Компьютер отставал с переводом где-то на полсезуры.

— Да, конечно, я очень хорошо это понимаю, — с готовностью отвечал Дирижер. — Я с удовольствием предоставлю вам возможность вернуться в ваше Планетарное Сообщество с нашей дипломатической делегацией!

Эту фразу Дирижер повторял с небольшими вариациями уже в четвертый или пятый раз. При этом он все так же приветливо смотрел на Елену и Нопилею. Конечно, за время столь долгой беседы выяснился целый ряд весьма полезной информации. Но каждый раз, когда речь касалась сути дела, разговор заходил в тупик.

В наступившей тишине послышались звуки странно неприятной мелодии: это вызывали Дирижера.

Кокадрарий спокойно, слегка фыркая, разговаривал с кем-то на видеополе. Сзади оно было странным образом непрозрачным, так что Елена и Нопилея не могли видеть, с кем он говорит.

— Дорогие друзья, — сказал он, когда видеополе погасло, — думаю, вам следует пойти со мной.

Елена и Нопилея с недоумением взглянули друг на друга, но встали, чтобы последовать за Дирижером Кокадрарием.

— Я с ней не разговариваю.

В первый момент Елена ужасно испугалась. Она слышала, как Нопилея, стоя рядом с нею, шумно втянула в ноздри воздух. Обмотанная толстыми голубыми повязками, Чинн т'Вхт лежала на двух довольно жестких теладинских скамьях-кроватях. Вдоль всей правой стороны ее тела были заметны большое темное пятно и неестественная выпуклость. Несколько ящеров сновали вокруг женщины-сплита, но, судя по всему, они просто наблюдали за ней. И только теперь Елена заметила маленький узелок из серебристой материи, который лежал слева от Чинн и шевелился через определенные промежутки времени. Елена поняла:

— Чинн, я… я тебя поздравляю!

— Я с ней не разговариваю, — повторила Чинн и отвернулась.

— Она… она отложила яйцо? — пробормотала Нопилея.

Широко раскрыв глаза, женщина-ящер смотрела на лысую, желтоватую головку младенца, выглядывавшего из серебристого узелка.

Но прежде чем кто-нибудь успел сказать хоть слово, Дирижер Кокадрарий, молча наблюдавший за словесной перепалкой, издал испуганный звук, нечто среднее между хрипом и фырканьем. Все взоры обратились на эстета.

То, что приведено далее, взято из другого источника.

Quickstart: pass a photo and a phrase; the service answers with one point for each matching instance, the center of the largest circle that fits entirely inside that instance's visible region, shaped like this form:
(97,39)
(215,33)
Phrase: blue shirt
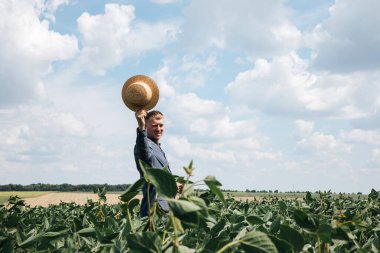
(151,153)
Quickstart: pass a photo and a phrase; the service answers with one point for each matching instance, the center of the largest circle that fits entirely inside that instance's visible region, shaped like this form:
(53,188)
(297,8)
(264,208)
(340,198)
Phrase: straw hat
(140,92)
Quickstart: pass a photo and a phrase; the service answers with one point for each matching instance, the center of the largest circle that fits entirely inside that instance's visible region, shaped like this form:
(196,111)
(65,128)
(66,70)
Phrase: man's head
(154,123)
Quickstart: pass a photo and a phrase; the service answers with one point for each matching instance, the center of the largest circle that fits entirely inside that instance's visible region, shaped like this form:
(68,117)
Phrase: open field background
(4,196)
(41,198)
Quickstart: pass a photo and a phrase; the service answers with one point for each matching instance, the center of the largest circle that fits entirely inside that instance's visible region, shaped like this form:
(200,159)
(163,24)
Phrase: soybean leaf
(324,232)
(179,249)
(257,242)
(144,242)
(182,207)
(31,240)
(213,184)
(282,205)
(275,226)
(305,221)
(281,245)
(292,236)
(254,220)
(132,190)
(87,232)
(163,181)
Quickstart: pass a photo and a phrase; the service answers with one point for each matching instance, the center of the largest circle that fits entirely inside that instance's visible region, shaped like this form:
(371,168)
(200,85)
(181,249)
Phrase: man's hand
(140,117)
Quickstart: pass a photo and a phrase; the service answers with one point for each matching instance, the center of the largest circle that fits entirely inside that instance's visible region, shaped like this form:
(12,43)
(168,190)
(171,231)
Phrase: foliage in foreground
(202,223)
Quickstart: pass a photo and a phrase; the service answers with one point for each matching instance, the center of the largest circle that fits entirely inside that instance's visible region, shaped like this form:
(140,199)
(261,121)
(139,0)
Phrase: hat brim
(153,86)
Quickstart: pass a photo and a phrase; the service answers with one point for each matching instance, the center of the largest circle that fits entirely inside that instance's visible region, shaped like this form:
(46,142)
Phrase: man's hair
(154,114)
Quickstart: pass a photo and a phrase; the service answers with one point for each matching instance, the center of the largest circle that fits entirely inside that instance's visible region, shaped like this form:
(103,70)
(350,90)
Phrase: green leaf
(281,245)
(87,232)
(282,205)
(305,221)
(132,190)
(163,181)
(257,242)
(292,236)
(275,226)
(31,240)
(213,184)
(254,220)
(324,232)
(182,207)
(144,242)
(179,249)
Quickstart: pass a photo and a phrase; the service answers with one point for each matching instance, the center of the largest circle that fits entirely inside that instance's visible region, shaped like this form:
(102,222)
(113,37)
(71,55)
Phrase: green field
(4,196)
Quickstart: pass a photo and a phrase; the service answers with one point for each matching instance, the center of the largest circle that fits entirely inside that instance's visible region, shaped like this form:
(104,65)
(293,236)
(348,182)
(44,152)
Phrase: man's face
(155,127)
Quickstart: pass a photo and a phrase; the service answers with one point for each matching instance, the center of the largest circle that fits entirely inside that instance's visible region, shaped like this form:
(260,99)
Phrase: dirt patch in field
(68,197)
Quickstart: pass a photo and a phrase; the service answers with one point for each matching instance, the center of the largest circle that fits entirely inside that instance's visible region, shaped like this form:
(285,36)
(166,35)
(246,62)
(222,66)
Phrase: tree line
(62,187)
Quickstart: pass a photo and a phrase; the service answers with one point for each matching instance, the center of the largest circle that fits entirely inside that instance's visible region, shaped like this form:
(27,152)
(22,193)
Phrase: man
(149,132)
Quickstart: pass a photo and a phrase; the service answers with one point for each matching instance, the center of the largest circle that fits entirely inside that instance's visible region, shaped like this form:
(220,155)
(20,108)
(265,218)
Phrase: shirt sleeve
(142,150)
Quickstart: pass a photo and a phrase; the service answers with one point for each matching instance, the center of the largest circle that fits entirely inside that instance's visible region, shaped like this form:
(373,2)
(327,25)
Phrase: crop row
(204,223)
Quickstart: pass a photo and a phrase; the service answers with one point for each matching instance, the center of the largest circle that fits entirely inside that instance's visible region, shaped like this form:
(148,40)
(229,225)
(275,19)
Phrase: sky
(263,95)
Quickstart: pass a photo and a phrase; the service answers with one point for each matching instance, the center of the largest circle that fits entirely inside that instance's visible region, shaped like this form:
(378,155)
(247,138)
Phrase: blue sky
(261,94)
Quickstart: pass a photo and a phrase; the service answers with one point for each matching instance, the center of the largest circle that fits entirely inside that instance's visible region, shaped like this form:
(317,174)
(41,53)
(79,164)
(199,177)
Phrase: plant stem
(175,241)
(130,220)
(227,246)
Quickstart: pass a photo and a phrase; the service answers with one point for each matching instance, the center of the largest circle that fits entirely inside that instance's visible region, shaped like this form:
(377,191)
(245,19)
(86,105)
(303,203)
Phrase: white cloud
(110,37)
(164,1)
(349,40)
(243,25)
(323,143)
(286,86)
(304,128)
(376,156)
(363,136)
(27,49)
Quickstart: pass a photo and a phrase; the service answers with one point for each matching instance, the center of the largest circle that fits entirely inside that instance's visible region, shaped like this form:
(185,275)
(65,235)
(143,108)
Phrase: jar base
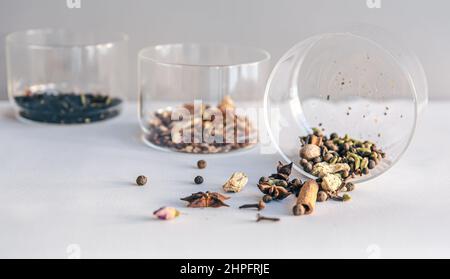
(224,150)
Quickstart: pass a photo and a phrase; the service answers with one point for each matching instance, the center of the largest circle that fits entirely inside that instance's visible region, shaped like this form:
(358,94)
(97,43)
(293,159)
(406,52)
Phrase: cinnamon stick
(307,198)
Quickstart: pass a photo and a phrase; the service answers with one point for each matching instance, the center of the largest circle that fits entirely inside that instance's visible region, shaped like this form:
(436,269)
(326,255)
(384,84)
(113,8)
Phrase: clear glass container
(201,98)
(361,83)
(65,77)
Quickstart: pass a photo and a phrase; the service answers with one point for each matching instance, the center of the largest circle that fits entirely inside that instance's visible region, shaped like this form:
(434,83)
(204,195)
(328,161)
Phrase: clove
(260,206)
(260,218)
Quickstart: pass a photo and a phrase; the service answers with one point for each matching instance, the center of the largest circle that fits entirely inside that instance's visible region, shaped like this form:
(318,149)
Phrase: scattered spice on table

— Пожалуйста, извините меня, — пролепетал Дирижер, у которого сильно побледнела чешуйка на лбу, и быстро свернул гибкий разговорный аппарат, спрятав его в потайной карман килта. — Ужасная, ужасная важная новость, — пробормотал Дирижер и вышел из комнаты так быстро, будто за ним гнались. На выходе он чуть не сбил с ног еще одного теладинца, который как раз хотел войти.

Елена непонимающе посмотрела на Нопилею:

— Что это было?

Нопилея подняла лапы вверх:

— Если бы я знала!

Ящер, который только что вошел в комнату, склонил голову и приветливо подмигнул Елене и Нопилее. На нем были невероятно узкие ярко-желтые легинсы, никакой раскраски на морде, зато когти на лапах были покрыты черным и белым лаком.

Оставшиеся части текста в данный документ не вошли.